Il envoie un message au monde : la notion de bien et de mal est floue. Bachar est un criminel, mais les rebelles syriens seraient pires que lui, d’autant qu’ils emploient des armes chimiques n’est-ce pas ? L’Amérique et l’Europe ne font que défendre leurs zones d’influence au détriment des peuples arabes. Peu importe qu’elles combattent, comme lui, le djihadisme. Elles utilisent la force pure et ne poursuivent que leur intérêt. Par comparaison, la Russie est un pays idyllique qui a, en quelque sorte, réformé la démocratie, ou en a inventé une autre, celle qui s’agglomère autour d’un homme fort (comme lui, Poutine) et qui, pour s’épanouir, s’appuie sur des stratagèmes machiavéliques, comme la fleur pousse sur le fumier. Cet homme-là est dangereux, car il prétend offrir un autre modèle susceptible de séduire les anti-américains de tout bord, à commencer par les Égyptiens qui, ayant procédé à un coup d’État militaire pour arracher le pouvoir aux islamistes, ne digèrent pas l’analyse qu’en fait le Département d’État ; lequel constate, bien malgré lui, les failles de la révolution arabe.

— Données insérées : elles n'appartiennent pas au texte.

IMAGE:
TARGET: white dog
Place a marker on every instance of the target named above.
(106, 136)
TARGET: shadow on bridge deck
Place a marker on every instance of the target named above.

M. Poutine trouve en France des gens qui le désapprouvent guère, comme Dominique de Villepin, dont l’anti-américanisme viscéral se teinte maintenant de sympathie pour le président russe. L’ancien Premier ministre et ancien pourfendeur de l’intervention militaire américaine en Irak continue, avec d’autres, en France, en Europe et à l’ONU, à réclamer des négociations de paix, bien qu’elles aient déjà échoué et que les frappes contre Damas aient été envisagées précisément parce qu’il n’y avait aucune ouverture diplomatique possible. Voilà que M. Poutine apparaît soudain pour nous dire qu’elle existe, mais il n’a pas plus tôt accompli son coup de théâtre qu’il pose ses conditions. Avec lui, on peut négocier sur la base du maintien de Bachar au pouvoir et de l’usage par les insurgés des armes chimiques. Il a pris un avantage dans le match et il veut le pousser. S’il parvient à ses fins, il s’empressera de démontrer que, décidément, le système russe est le meilleur du monde et que nous devons tous adopter les valeurs du poutinisme.

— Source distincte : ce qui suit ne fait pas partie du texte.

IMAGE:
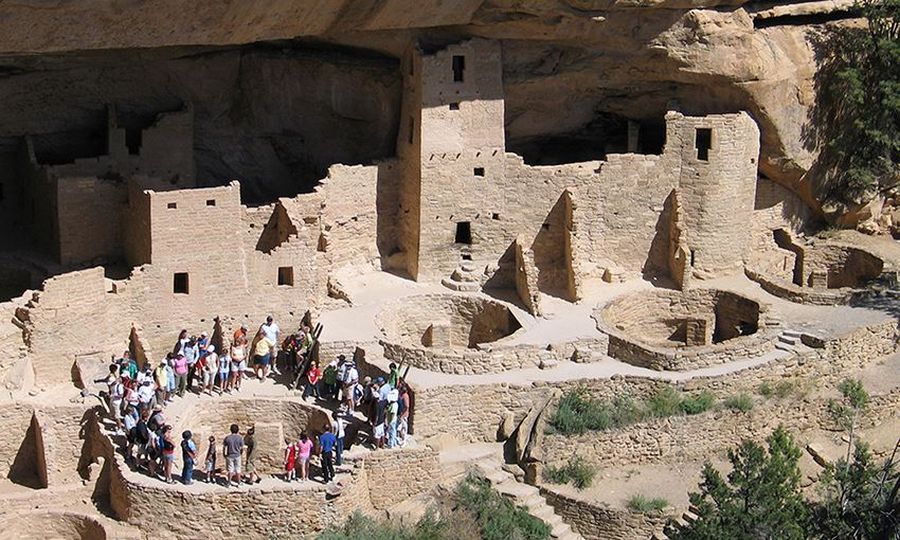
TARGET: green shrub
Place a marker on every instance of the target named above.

Ni François Hollande, ni Barack Obama, heureusement, ne sont dupes ni inconscients de la manœuvre à laquelle se livre le président russe. Mais s’il s’en tient au contenu de son article dans « le New York Times », la négociation aboutira à un désaccord et le problème de l’intervention militaire restera entier. M. Poutine dira alors que nous préférons la guerre à la paix et que nous ferions mieux de combattre l’intégrisme par dictateurs interposés. C’est mal parti. Le sentiment de l’opinion mondiale est que les frappes contre la Syrie ne sont plus à l’ordre du jour. Il sera presque impossible de les envisager de nouveau. Poutine a déjà gagné la partie.